Years ago I received a call from an author friend, Steve Estes, who was writing, When God Weeps with Joni Eareckson Tada. He asked if I could help him write Appendix C in the book, Can God Experience Grief? I eagerly offered my help. Though he kindly gave me credit in the front pages, the truth is I handed him a mess and he re-wrote the appendix with little of my original work.

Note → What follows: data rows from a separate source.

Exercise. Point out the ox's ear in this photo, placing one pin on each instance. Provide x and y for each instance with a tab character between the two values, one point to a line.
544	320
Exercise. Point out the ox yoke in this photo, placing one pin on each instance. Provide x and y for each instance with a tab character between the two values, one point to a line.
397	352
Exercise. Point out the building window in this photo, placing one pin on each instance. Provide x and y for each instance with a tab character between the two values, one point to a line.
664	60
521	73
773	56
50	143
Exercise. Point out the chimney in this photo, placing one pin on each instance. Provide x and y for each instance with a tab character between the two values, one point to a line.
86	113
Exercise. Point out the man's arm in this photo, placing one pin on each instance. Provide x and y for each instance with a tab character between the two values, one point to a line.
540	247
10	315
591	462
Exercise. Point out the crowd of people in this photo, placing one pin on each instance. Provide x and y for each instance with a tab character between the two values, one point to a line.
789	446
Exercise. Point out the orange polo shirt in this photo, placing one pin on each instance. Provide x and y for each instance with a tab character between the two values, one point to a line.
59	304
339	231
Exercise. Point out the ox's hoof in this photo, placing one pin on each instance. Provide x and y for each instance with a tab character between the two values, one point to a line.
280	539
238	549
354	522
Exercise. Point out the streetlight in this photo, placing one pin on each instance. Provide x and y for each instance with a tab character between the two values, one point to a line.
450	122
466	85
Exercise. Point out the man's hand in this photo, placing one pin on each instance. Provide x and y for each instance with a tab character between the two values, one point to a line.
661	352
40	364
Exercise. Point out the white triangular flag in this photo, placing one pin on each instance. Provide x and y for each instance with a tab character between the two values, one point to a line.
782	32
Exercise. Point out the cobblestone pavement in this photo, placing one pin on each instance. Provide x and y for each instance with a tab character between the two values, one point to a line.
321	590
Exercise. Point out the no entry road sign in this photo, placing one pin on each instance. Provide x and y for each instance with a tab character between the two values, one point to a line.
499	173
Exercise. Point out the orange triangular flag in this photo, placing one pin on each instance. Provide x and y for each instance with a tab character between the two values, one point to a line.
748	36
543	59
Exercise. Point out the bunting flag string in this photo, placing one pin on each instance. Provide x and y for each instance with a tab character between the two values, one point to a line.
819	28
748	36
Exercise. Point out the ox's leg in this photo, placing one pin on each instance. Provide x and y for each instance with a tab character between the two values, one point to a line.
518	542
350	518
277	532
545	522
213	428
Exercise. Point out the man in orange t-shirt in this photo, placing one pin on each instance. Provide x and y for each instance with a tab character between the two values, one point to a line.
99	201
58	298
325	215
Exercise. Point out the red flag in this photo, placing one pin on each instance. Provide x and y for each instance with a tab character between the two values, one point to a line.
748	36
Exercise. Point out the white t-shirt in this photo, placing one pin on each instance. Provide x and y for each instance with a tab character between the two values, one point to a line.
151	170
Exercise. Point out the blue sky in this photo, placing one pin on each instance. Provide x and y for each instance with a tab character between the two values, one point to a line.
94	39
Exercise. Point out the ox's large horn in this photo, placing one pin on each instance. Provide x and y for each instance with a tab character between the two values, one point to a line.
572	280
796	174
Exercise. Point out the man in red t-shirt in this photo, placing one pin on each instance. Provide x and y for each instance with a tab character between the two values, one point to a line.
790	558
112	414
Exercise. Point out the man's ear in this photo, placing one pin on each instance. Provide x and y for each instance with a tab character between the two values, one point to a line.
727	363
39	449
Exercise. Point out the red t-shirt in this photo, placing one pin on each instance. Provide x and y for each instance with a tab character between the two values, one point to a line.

The appendix contains six points that support the view that God grieves. Point 3 states: The emotions of Jesus show that the Father feels as well. Steve included the following support: Jesus said, “I and the Father are one” and “Anyone who has seen me has seen the Father” (John 10:30; 14:9). If Jesus’ heart went out to people in a variety of emotions, the Father’s heart does too. (page 245)
Jesus wept when he saw the sadness of people mourning the death of Lazarus: When Jesus saw her weeping, and the Jews who had come with her also weeping, he was deeply moved in his spirit and greatly troubled. And he said, “Where have you laid him?” They said to him, “Lord, come and see.” Jesus wept. (John 11:33-35) Just like Jesus wept when seeing the grief of those mourning the death of Lazarus, I think God was sad with me when Dan died too. After all, Jesus tells Phillip, Whoever has seen me has seen the Father. (John 14:9)
Jesus is described as a man of sorrows: He was despised and rejected by men, a man of sorrows and acquainted with grief; and as one from whom men hide their faces he was despised, and we esteemed him not. (Isaiah 53:3)
Was God sad when He watched His innocent Son die?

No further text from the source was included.